Nous visons à renforcer le dialogue autour d’Israël. Nous ne sommes pas dans une logique de débat. Dans un débat, chaque débatteur essayera de l’emporter sur les autres pour que ses idées triomphent. Dans le dialogue, la diversité des points de vue est représentée de manière équitable. C’est ce à quoi nous travaillons. Nous nous définissons comme des amis d’Israël. Un ami, c’est quelqu’un qui dit franchement ce qu’il pense, ce qui est positif et ce qui l’est moins, pragmatiquement, en essayant autant que faire se peut de se fonder sur des arguments objectifs et étayées.

Nous soutenons l’Etat d’Israël mais nous ne prenons aucune position vis-à-vis des gouvernements israéliens successifs.

Une anecdote remarquable d’un de vos voyages en Israël ?

C’était en 2008, ma deuxième fois en Israël.

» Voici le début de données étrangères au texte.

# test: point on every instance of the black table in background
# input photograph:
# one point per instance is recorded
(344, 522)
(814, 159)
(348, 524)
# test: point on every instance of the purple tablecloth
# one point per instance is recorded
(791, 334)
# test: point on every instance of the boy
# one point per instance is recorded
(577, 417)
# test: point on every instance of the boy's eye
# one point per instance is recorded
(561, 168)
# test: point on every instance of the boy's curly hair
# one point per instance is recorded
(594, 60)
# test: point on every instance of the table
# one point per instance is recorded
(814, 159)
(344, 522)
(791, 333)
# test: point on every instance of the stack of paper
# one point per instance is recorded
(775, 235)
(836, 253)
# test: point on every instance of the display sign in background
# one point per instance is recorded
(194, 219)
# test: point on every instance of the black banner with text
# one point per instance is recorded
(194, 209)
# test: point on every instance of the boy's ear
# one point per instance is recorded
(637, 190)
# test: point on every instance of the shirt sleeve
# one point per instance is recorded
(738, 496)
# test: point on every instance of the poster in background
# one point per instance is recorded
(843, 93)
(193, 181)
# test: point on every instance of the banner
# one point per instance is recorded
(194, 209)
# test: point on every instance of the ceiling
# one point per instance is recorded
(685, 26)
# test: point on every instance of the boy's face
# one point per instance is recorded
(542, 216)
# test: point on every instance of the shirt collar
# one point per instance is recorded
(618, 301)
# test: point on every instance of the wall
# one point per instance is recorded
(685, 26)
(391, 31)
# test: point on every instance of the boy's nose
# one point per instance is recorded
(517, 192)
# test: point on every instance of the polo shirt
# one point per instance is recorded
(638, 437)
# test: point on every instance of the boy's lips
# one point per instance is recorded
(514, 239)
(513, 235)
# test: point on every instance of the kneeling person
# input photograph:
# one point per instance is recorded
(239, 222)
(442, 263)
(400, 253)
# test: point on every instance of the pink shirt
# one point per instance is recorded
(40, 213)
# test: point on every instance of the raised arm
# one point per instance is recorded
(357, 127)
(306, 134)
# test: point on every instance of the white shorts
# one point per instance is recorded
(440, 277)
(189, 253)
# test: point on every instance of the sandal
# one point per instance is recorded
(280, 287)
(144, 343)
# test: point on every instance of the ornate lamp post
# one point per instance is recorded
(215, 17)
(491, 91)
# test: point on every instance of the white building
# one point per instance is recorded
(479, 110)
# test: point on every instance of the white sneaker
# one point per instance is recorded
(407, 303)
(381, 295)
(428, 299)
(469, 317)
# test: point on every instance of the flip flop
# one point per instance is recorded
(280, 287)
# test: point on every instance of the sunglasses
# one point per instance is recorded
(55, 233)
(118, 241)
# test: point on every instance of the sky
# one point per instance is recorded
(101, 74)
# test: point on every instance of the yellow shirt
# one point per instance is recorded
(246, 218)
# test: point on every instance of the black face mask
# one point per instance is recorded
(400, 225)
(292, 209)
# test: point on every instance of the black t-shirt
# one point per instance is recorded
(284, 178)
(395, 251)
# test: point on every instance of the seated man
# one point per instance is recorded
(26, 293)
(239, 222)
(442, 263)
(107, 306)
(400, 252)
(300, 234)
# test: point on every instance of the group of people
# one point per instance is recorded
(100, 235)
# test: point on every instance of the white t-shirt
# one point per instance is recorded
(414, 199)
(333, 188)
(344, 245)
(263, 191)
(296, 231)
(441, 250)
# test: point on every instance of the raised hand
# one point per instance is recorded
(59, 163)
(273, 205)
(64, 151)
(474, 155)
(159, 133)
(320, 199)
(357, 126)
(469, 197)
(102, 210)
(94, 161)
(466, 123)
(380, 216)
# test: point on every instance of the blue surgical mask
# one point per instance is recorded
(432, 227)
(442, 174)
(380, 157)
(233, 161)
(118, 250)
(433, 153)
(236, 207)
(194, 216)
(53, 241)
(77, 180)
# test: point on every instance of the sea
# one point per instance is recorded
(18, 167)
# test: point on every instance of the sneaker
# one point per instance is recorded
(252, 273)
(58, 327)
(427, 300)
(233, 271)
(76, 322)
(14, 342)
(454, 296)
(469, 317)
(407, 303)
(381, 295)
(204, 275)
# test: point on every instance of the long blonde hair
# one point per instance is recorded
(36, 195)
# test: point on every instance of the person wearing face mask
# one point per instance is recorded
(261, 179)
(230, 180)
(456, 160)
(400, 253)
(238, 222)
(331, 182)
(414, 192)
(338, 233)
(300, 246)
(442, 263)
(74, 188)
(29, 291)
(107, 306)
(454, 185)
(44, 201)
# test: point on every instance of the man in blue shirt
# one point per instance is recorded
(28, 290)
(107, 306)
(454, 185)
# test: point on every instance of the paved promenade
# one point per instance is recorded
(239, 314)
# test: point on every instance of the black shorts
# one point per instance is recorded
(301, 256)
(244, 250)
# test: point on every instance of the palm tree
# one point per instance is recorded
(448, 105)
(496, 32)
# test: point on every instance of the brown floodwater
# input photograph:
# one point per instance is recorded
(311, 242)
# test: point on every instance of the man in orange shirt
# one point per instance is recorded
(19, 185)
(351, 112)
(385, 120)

Nous étions partis 4 jours, ma petite amie de l’époque et moi, sa première fois en Israël. Au programme, deux jours à Jérusalem et deux jours à Tel Aviv. Le deuxième jour à Jérusalem, nous montons dans un taxi pour nous rendre au Mont des Oliviers. Il s’appelait Avi, il parlait très mal anglais et à l’époque, je n’avais pas encore commencé à apprendre l’hébreu. Mais il parle espagnol et moi aussi ! Toute la conversation se fait donc en espagnol. Il m’explique qu’il a émigré d’Espagne dans les années 60. Nous nous entendons bien et nous négocions alors qu’ils nous accompagnent jusqu’à notre retour à la gare routière de Jérusalem pour repartir à Tel Aviv. Il a été notre guide pendant toute l’après-midi  sur le Mont des Oliviers, dans les vieux cimetières juifs sur les collines, dans l’église en contrebas. Il a insisté pour que je prenne son numéro et que je l’appelle si je revenais, 2h30 pour 40 shekels (environ 8 euros) un prix imbattable !

Un message pour les internautes de Coolisrael.fr

Israël doit faire face depuis plusieurs années maintenant à la plus intense et systématique campagne de désinformation à son égard que le pays n’ait jamais connu. C’est l’engagement de chacun, quel que soit son ampleur, qui permettra de rétablir une vision équilibrée et juste de la situation. Allez découvrir Israël ! Parlez-en autour de vous ! Et rendez-vous l’an prochain à Jérusalem.